I publish this post hoping to give an answer to the more common questions I receive on my e-mail.
The first thing we’ve got to see in our points cloud is that the resulting surface is in the z=f(x,y) form. If yes, than the solution is easier than it seems, we just have to triangulate x and y coordinates, for example using delaunay, and after that plot all trhee coordinates. Notice that if points are structured (diposed on a grid) there is no need to use delaunay to build a triangular mesh that’s enough a for loop. An implementation of a structured grid genration can be found at:
http://www.mathworks.com/matlabcentral/fileexchange/23916
A complete example on how to plot the surface can be downloaded at:
http://www.mathworks.com/matlabcentral/fileexchange/23447
It also shown how to colour the final surface with assingned rgb triplets at each points.
If the surface is not in the z=f(x,y) form, things get a little more complicated. Now we have to check if the surface is in convex, if yes we can smile. All we have to do now is to tessellate the 3D points with the convhulln function and then simply use the trisurf command to plot our surface. Since the final surface is convex, the convhull function ensure a correct tesselation.

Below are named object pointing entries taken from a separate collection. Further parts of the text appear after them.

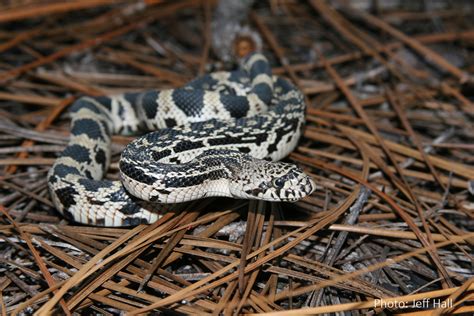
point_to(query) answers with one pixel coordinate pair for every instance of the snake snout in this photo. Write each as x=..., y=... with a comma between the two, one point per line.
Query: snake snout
x=275, y=181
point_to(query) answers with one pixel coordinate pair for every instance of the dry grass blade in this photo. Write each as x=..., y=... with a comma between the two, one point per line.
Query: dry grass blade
x=388, y=141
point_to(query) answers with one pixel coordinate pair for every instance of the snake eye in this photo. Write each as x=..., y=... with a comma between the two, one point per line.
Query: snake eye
x=278, y=182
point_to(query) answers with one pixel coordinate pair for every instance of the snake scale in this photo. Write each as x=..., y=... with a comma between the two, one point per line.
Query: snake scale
x=222, y=134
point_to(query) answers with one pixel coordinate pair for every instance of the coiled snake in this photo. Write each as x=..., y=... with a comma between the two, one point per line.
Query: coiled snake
x=220, y=135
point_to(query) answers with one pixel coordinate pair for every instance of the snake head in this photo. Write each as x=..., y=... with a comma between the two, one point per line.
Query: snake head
x=271, y=181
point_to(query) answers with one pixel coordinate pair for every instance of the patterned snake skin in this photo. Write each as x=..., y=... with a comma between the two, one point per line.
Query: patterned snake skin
x=220, y=135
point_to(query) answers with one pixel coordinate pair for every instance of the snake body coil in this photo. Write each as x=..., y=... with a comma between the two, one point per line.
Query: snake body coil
x=214, y=137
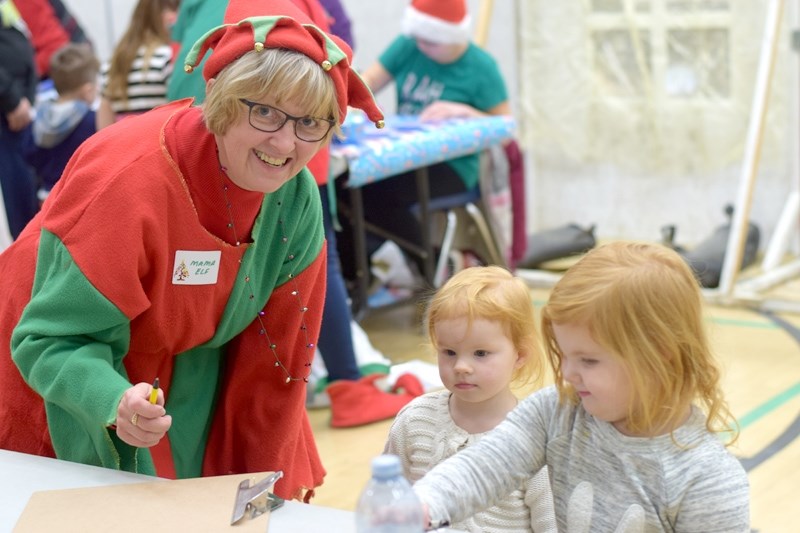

And waht if the final surface is not convex. We are entering in the more complicate field of surface recostruction. Now the recostruction is not assured to be correct and the algorithm to choose mainly depends on the kind of dataset we are facing:
- Closed surface: a crust based algorithm will be good, an implementation is on:
http://www.mathworks.com/matlabcentral/fileexchange/22185 - Open surface: open surfaces are tricky, sometimes thay are not even orientable. For those the Crust based algotihm fails because it requires a volume that with an open surface can not be defined. An algorithm for open surfaces can be get at:
http://www.mathworks.com/matlabcentral/fileexchange/22595 - Filled clouds: when we want to get a surface from points generally all the points include in the input will be part of the final surface. But sometimes cloud points are filled, they can contain a lot of internal points that are not supposed to lye on the surface. This kind of dataset requires a ball pivoting algorithm or a ballfretting one that can be found at:
http://www.mathworks.com/matlabcentral/fileexchange/23447 - Sliced data: Sliced data are somehow easier to treat because, differently from scattered points cloud, here we partially know the points disposition. I’ll be working on one of this algorithm, I will publish a link when it is finished.